One practice (I try to remember) to follow is to store bikes with the derailleur in the smallest cog position where there’s the least tension. Another tip is to shift the rear derailleur down one gear without turning the pedals to relieve all tension on the cable. Of course, one has to weigh that benefit vs. having a bit of a bias on the derailleur for an extended period. Derailleurs are pretty tough so this may not be much of an issue.
OH Boy! Thanks Jim. Really appreciate it. That being said, I thought the cables should last a little longer then less than a year, when I do replace them they never look worn or frayed and I do replace the “Casing” every other cable change. Then I suspected the derailleur spring might be worn, but a friend said my shifters may be worn since the Bike is about 8 years old now. So I’ll just keep eliminating and play with the tension a little more.
After having worked in a shop for a while, it’s my observation that cables for Shimano SIS shifters tend to fray and then break inside the lever – sometimes without much warning. It can really ruin a ride. It’s difficult to replace as you’ve got to extract the old cable with a pick or suitable tool. How long before this happens? As stated above, it depends on how much and how you ride. If you want to avoid this situation, replace your shift cables on a regular schedule. A little preventative maintenance never hurt anybody.
Russ, what you describe has certainly been my experience. Shift cables basically last indefinitely except where they are tightly bent, which means inside the levers.
I have only once had the head break off (DA 7800 – I noticed poor front shifting during a ride, and the last strand of the cable finally snapped when I was checking it out at home), I recall at least one ride where a friend’s cable had the head break off and disappear into the mechanism (Ultegra 6600). I now check my cables occasionally, and have had a couple of instances where one or two strands had broken inside the lever (Ultegra R8000).
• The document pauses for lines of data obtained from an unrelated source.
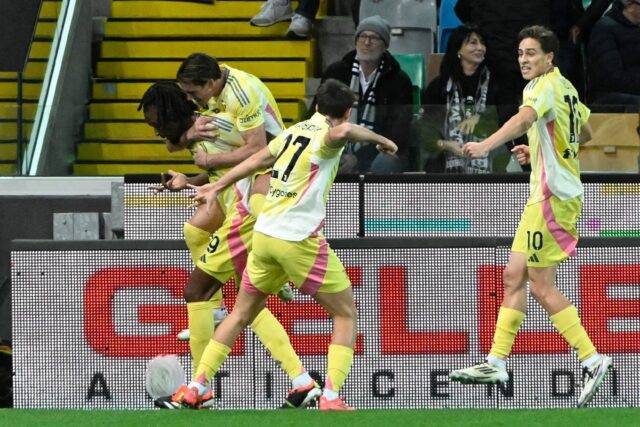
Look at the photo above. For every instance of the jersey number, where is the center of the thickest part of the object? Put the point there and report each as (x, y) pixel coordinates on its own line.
(301, 142)
(574, 118)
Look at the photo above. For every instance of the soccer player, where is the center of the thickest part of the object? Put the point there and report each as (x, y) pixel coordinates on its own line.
(556, 122)
(167, 109)
(288, 242)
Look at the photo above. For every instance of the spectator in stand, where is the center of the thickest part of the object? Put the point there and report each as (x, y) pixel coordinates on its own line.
(384, 99)
(465, 86)
(501, 21)
(274, 11)
(614, 56)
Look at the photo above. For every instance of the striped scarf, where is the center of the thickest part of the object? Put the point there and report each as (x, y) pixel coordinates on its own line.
(363, 113)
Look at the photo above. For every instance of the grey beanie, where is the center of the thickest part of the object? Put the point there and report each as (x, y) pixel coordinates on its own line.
(378, 25)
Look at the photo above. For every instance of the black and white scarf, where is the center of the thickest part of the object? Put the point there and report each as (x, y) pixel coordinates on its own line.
(459, 109)
(363, 113)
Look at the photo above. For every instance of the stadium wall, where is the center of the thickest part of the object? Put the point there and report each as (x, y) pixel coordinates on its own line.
(87, 316)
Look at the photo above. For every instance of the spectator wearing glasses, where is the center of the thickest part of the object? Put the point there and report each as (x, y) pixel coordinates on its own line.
(614, 56)
(384, 99)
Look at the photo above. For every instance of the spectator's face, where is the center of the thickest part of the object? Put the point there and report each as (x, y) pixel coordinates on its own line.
(533, 61)
(473, 50)
(369, 46)
(198, 94)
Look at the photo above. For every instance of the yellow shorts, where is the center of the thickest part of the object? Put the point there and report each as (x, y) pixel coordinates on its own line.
(310, 264)
(547, 231)
(226, 255)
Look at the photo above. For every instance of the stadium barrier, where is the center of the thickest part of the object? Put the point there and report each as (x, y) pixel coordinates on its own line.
(411, 206)
(87, 317)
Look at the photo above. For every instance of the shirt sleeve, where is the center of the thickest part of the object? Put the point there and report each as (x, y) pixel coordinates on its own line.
(248, 109)
(539, 96)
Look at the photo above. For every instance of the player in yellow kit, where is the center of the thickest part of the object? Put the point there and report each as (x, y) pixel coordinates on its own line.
(167, 109)
(556, 122)
(288, 240)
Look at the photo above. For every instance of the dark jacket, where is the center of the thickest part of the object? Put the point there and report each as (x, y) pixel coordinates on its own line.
(393, 104)
(614, 55)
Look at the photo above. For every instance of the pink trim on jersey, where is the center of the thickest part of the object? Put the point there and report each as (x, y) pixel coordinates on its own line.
(248, 286)
(236, 245)
(313, 174)
(272, 113)
(317, 230)
(314, 280)
(563, 238)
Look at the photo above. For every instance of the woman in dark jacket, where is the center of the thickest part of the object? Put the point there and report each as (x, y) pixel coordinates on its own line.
(466, 87)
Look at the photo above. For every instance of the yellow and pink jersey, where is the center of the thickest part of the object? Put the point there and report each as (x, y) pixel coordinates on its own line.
(248, 99)
(302, 175)
(554, 138)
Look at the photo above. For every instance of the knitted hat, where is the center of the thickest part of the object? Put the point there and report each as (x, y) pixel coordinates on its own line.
(378, 25)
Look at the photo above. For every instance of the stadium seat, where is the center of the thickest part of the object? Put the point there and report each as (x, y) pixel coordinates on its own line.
(413, 23)
(448, 22)
(413, 65)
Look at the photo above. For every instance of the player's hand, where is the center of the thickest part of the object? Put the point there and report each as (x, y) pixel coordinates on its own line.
(475, 150)
(205, 194)
(202, 129)
(468, 125)
(387, 147)
(201, 159)
(172, 180)
(522, 154)
(453, 147)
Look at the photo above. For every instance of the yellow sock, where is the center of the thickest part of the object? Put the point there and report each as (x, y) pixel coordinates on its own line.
(507, 325)
(197, 240)
(338, 366)
(213, 357)
(275, 339)
(256, 202)
(201, 328)
(567, 322)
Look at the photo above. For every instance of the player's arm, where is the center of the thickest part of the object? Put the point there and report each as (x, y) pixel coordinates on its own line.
(515, 127)
(209, 193)
(348, 132)
(255, 139)
(585, 133)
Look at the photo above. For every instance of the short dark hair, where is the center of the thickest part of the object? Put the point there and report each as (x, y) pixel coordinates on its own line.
(175, 111)
(334, 98)
(451, 62)
(547, 39)
(198, 69)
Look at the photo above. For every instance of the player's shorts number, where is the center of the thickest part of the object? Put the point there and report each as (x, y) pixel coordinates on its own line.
(534, 240)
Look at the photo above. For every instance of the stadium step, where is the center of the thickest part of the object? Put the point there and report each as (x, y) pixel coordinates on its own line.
(166, 69)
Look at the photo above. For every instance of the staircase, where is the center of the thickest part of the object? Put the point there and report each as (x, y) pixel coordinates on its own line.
(146, 41)
(32, 85)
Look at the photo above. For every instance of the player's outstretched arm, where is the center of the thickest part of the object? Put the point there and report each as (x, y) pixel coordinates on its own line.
(209, 193)
(349, 132)
(585, 133)
(516, 126)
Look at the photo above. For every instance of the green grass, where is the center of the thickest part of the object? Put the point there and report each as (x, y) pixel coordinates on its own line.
(618, 417)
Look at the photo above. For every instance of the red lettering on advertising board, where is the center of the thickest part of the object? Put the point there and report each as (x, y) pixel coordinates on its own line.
(599, 308)
(396, 338)
(100, 327)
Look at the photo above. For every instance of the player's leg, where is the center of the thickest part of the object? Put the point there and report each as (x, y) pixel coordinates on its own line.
(556, 240)
(317, 271)
(246, 308)
(510, 317)
(197, 234)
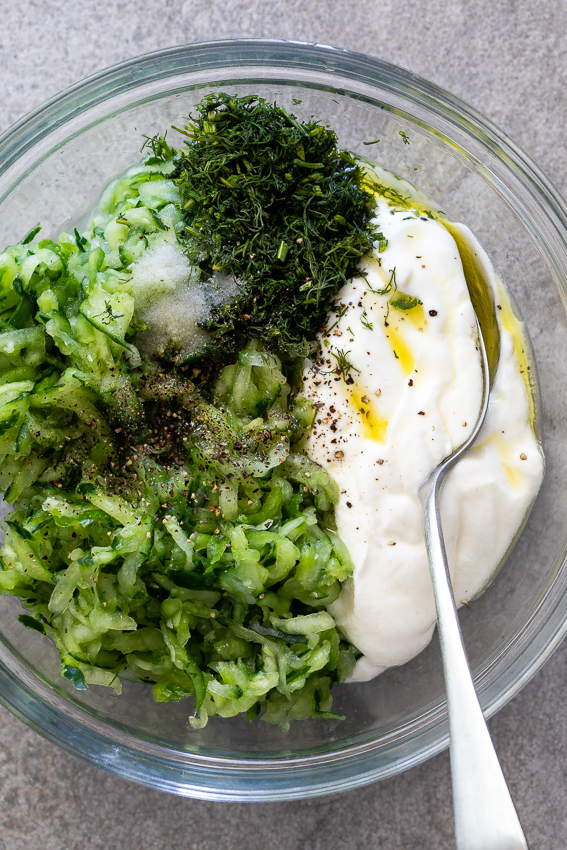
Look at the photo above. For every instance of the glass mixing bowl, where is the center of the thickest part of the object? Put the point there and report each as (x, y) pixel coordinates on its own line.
(53, 164)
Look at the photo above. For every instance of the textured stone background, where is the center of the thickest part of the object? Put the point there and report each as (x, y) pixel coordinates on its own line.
(508, 58)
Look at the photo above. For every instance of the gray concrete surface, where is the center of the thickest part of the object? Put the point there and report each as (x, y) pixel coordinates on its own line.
(508, 58)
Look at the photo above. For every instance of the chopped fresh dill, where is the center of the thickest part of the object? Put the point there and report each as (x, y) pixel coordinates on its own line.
(274, 203)
(391, 286)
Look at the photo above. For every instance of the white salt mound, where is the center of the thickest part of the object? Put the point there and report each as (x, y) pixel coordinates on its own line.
(171, 299)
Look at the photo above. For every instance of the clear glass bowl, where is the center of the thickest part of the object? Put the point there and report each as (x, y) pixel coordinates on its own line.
(53, 164)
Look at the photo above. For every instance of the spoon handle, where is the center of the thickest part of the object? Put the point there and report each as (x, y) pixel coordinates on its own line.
(485, 817)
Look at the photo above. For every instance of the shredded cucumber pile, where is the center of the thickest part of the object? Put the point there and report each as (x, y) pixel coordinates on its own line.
(161, 532)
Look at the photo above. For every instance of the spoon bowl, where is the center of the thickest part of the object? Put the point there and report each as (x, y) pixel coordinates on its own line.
(485, 817)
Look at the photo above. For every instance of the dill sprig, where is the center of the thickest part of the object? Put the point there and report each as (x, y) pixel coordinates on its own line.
(275, 203)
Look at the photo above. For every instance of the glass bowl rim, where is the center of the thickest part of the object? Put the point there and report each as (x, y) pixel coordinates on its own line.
(351, 767)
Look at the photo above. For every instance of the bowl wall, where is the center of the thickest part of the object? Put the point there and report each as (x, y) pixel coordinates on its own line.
(52, 167)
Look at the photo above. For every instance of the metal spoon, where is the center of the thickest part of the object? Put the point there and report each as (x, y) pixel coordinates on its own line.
(485, 817)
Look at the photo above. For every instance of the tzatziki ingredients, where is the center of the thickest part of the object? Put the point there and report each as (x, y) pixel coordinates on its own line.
(411, 395)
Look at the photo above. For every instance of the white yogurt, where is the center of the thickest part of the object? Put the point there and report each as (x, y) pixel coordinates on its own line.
(413, 395)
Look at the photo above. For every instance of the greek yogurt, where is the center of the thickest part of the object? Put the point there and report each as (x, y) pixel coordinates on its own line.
(396, 391)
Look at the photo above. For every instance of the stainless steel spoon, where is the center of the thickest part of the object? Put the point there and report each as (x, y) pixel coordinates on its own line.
(485, 817)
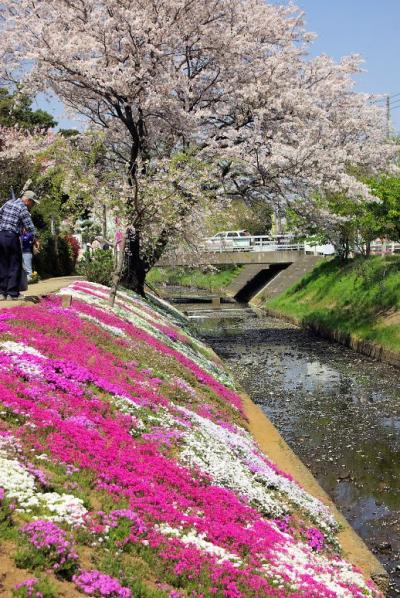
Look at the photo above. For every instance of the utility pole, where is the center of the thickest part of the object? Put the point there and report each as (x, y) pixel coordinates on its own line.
(388, 116)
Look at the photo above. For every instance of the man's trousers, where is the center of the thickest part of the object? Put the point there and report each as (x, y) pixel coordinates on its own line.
(10, 263)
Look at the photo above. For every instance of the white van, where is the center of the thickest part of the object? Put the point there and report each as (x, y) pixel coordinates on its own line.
(230, 240)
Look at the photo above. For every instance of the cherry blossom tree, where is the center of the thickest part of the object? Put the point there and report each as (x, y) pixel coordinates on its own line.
(230, 78)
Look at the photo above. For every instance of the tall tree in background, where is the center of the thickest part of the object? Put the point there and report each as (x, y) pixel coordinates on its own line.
(229, 77)
(18, 124)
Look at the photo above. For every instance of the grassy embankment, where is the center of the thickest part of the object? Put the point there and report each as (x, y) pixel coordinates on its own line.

Never seen a problem anywhere else on a shift cable.
This!!
I replace my cables every year but twice have had failures in the shifter body at about 1200 or so miles with Shimano ultrega 11 speed on a 2020 Domane. Never had this issue with my 10 speed Campy circa 2002. The lbs says this was worse with 10 speed Ultegra
I got tired of rethreading the replacement cables; every shifter is different and usually convoluted. So, I replaced the SIS (brake lever shifters) with bar end shifters. Replacing the cables of bar end shifters is intuitively obvious and simple. Also, there is no need to replace the handlebar tape. Because fraying (the first sign of cable failure) is at the tight bend, I can feel the broken cable strands as I shift. The frayed cable always has enough life in it to get me home at which time I easily replace the cable.
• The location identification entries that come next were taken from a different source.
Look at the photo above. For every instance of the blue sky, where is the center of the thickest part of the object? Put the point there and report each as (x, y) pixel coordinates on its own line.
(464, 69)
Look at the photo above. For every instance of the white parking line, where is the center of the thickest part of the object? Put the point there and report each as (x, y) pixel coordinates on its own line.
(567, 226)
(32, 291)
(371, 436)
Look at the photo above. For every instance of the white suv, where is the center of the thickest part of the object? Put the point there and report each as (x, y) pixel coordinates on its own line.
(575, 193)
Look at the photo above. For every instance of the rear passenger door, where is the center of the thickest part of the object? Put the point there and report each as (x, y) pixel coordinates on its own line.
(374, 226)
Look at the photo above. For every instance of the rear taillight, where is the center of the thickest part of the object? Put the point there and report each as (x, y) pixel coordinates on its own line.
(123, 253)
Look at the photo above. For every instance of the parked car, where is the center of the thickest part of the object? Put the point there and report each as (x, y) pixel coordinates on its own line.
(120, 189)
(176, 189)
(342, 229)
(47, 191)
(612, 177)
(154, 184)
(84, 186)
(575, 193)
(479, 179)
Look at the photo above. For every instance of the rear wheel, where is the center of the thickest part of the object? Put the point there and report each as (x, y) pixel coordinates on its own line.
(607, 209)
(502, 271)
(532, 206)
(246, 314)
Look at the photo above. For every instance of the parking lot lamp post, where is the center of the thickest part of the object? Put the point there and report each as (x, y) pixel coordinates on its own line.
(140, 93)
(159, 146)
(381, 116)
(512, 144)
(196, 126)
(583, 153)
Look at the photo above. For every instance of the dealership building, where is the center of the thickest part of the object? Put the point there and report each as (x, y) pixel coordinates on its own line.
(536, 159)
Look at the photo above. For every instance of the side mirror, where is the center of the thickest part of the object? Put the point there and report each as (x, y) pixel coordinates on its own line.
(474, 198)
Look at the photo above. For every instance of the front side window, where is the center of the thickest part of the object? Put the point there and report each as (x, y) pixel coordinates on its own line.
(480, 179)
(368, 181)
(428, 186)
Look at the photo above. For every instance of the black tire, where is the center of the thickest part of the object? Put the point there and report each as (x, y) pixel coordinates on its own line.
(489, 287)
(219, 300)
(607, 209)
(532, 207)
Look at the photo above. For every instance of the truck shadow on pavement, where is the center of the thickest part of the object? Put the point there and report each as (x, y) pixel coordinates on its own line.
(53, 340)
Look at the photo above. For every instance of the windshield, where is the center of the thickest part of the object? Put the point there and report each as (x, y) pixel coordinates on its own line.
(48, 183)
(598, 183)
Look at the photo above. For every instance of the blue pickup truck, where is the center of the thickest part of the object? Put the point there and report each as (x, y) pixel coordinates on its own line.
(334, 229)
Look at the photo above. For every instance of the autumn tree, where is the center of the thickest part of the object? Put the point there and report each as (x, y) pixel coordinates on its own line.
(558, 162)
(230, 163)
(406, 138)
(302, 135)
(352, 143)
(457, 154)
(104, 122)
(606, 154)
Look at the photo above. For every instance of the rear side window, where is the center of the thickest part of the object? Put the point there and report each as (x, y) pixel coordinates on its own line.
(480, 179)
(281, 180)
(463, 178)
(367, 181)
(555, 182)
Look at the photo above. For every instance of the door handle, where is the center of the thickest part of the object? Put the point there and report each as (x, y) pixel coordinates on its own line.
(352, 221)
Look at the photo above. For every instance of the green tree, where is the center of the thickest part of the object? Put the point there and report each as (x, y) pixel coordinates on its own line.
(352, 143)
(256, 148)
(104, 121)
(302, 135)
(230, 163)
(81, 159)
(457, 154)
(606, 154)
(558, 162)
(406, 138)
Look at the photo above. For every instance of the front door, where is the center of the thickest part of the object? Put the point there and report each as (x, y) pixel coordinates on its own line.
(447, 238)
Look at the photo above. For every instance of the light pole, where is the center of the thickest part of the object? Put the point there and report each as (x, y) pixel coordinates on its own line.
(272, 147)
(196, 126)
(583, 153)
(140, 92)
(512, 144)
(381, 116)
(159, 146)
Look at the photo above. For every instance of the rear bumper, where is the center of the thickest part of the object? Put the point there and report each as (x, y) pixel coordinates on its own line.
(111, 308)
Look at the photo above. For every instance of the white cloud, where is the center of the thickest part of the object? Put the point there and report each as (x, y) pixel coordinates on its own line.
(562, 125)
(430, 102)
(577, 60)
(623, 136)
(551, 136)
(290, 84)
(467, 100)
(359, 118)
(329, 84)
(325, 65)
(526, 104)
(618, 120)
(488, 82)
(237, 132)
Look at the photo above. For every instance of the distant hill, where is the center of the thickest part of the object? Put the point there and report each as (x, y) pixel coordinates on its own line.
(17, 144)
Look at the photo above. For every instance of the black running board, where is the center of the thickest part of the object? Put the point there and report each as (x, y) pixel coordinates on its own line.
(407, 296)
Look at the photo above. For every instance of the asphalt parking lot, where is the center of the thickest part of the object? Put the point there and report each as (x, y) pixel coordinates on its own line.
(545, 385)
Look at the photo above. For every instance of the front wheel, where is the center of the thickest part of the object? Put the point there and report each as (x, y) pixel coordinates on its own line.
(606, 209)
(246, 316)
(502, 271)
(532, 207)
Yes, I know there will be a lot of snickers and sneers for using bar end shifting, but I would rather spend my time riding than rethreading shift cables on SIS shifters.
I also keep track of how long my cables last. The cable for the front shifter lasts almost indefinitely. because it isn’t shifted often. My derailleur cables have lasted from 5,000 miles to 12,000 miles.
Shimano introduced polymer coated cables with its 11-speed 9000 and 6800 groups. I have seen warnings that “Shimano ONLY approves these cables for use with 9000 and 6800 series plus newer derailleurs with stronger cable fixing bolts.” I use polymer coated cables with my R8000 group, and assume I could with R7000 since it’s so similar. But I have stuck with Optislick for my older 10-speed 6700 group. Does anyone have experience using polymer cables with older groups? Do they work fine, or are the fixing bolts indeed not strong enough, and do the cables gradually work loose and maybe cause the shifting problems discussed in this article?